Photo-sharing poses concerns

What do you get when crossing social media apps Snapchat and Yik Yak? It’s called Fade, the new app that’s sweeping across Plattsburgh State.

Fade is becoming a trending interest just a few weeks after Yik Yak was the talk of the town. At first, the photo-sharing app required 500 students to sign up before being opened to the entire campus. Like Snapchat, Fade gives all its users the freedom to put up any pictures they want for 24 hours. In relation to Yik Yak, Fade uses many similar elements: interface, anonymous postings and a rating feature.

But what makes Fade unique is its countdown system. After uploading a picture to the app, a countdown of 24 hours begins. Doesn’t sound too unique yet, but that countdown can change depending on how many likes or dislikes a photo receives. Every like tacks on an extra hour while every dislike loses one. After the timers expire, these pictures — hence its name — fade away and are supposedly never seen again.

The app is light-hearted amusement. You can create an anonymous or real account, and the app records your personal number of posts along with the total number of likes received from sharing pictures. The pictures I’ve seen so far are ridiculous, naughty, extreme or all of the above. Once scrolled to the right of the app, you face a list of pictures titled “Hall of Fades.” In this list are trending pictures from other schools that won’t fade anytime soon. A lot of them have a remaining countdown of over 1,000 hours.

One photo I noticed reaching as long as 6,000 hours, or 250 days. So far two pictures from Plattsburgh State have made the Hall of Fades list. One of the pictures shows a female displaying her bare, light-skinned bottom with the caption “Congrats to unlocking fade.” The other picture I saw shows a guy in Feinberg Library using a computer with nudity displayed on the screen in Feinberg library with the caption “Studying the human body?” That’s true in a technical sense.

While Fade is a fun 16-megabyte addition to our social lives, it can become a digital dilemma due to its provocative nature. Recently, thousands of pictures were leaked from using Snapchat, resulting in the exposure of many underage minors. To be clear, Snapchat didn’t get hacked. It was through the use of a third-party client called The website allowed anyone to save Snapchats.

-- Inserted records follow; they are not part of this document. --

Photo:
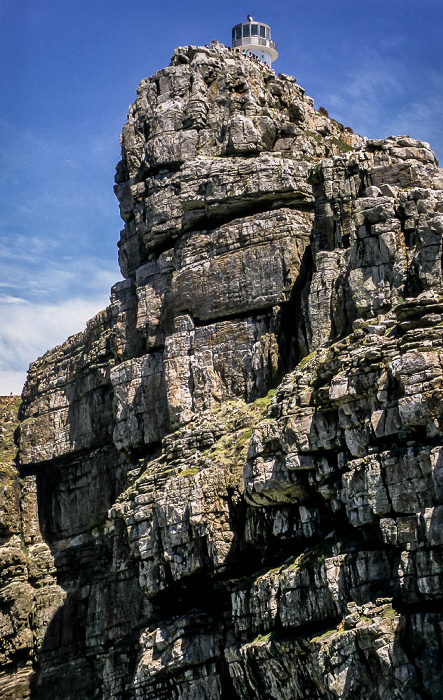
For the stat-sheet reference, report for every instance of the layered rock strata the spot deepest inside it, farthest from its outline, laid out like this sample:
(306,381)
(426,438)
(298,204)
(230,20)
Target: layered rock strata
(239,462)
(29,595)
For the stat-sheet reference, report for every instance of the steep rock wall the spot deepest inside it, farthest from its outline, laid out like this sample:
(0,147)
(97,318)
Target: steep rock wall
(238,463)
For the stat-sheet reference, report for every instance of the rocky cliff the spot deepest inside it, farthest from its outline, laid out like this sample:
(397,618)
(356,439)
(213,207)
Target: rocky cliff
(238,465)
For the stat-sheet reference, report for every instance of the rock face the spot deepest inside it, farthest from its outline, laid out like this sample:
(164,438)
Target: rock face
(29,595)
(239,463)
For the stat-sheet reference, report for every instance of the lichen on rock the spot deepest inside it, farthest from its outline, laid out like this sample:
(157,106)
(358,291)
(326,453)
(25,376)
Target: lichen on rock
(238,464)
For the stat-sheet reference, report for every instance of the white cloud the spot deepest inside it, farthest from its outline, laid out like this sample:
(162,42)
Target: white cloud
(28,330)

Not only that, Snapchat itself implied a storage of Snapchats. Snapchat stated online, “We can confirm that Snapchat’s servers were never breached and were not the source of these leaks…” This implies that every snap is kept in storage. Fade is probably keeping storage as well. Pictures may fade, but those bytes go somewhere and many third-party apps will try to take advantage one way or another.

Fade can be a place for blackmail, gossip and cyber-bullying. Pictures serve as memories of all kinds — including unwanted ones. This can cause major problems for anyone. It only takes seconds to whip out your phone, take pictures and upload them. Apparently we can all have paparazzi following us.

Fade is a pretty amusing app far better than Yik Yak, which already lost my interest. It seems the purpose of the app is to showcase and bring everyone closer through every waking moment, which I think is pretty awesome. If crazy moments were made over the weekend, they’ll probably be seen on Fade.